Stopping ‘Seedy’ Settlements
Paul Larkin, a senior legal research fellow at The Heritage Foundation, says the bill would stop the government from striking “seedy” settlement deals with defendants.
“It requires government lawyers to deposit into the federal Treasury all monies they receive as a result of a settlement or some other activity,” Larkin said. “The government is engaging in a certain seedy way of trying to technically avoid that by telling the settling party, ‘You don’t need to give all that to me. You can give it to a third party.’
“That’s an out-and-out sham,” Larkin said. “That’s what the law would recognize as a sham.”
Larkin says settlement slush funds are “unjust” and “unlawful.”
“If I sold you heroin and I said, ‘You don’t have to give the $10,000 to me; you can give it to my associate,’ I would still be liable for that $10,000 for the transaction that was involved, because I had control over what happened to it, even if I never got my mitts on it,” Larkin said. “So, at the outset, it’s really quite unlawful what they’re doing, and unjust for that reason.”

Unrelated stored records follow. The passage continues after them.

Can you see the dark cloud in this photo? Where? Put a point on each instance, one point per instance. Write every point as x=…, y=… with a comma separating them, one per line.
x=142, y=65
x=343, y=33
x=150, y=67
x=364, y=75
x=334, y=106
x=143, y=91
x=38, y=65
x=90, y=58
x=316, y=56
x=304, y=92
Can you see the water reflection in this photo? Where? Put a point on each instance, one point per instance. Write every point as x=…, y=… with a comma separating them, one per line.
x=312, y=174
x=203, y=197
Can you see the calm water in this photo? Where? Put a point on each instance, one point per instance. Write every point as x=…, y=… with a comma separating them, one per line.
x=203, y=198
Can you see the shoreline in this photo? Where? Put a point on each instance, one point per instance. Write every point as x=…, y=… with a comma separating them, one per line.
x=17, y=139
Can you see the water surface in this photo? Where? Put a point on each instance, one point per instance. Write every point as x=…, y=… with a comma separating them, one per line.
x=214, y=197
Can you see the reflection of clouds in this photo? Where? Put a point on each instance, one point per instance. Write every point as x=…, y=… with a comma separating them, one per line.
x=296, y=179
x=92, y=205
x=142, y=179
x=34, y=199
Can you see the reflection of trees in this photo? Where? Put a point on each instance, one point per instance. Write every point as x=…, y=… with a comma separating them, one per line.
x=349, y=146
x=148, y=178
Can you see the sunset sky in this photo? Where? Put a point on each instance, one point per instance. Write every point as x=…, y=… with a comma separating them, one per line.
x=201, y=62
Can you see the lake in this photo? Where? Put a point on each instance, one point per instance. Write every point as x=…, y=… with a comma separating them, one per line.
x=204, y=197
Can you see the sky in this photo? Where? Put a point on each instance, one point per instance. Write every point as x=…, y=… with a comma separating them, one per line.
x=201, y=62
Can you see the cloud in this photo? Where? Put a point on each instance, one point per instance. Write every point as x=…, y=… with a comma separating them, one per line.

Larkin says executive branch agencies such as DOJ and the Environmental Protection Agency are infringing on lawmakers’ authority to determine how money is appropriated.
“All the people making these decisions about who should get money are not elected officials,” Larkin said. “The law doesn’t give the administration, whether it’s Republican or Democrat, a bag of money that it can pass out as it likes.”
Profit Motive, Not Public Interest
Matt Webb, senior vice president of policy at the Institute for Legal Reform, says the settlement slush funds undermine the rule of law.
“These practices do not simply undermine the structure specified in the Constitution,” Webb said. “They also create perverse incentives for agency officials to pursue enforcement activities that are based not on the public interest but on the individual officials’ narrow private interests in obtaining funds for favored private entities. Permitting federal and state enforcement officials to steer funds to third-party organizations allows the profit motive to replace the public interest and undercuts legislative spending authority.
“Agencies should not be allowed to fund pet projects and special-interest groups outside of the appropriations process,” Webb said.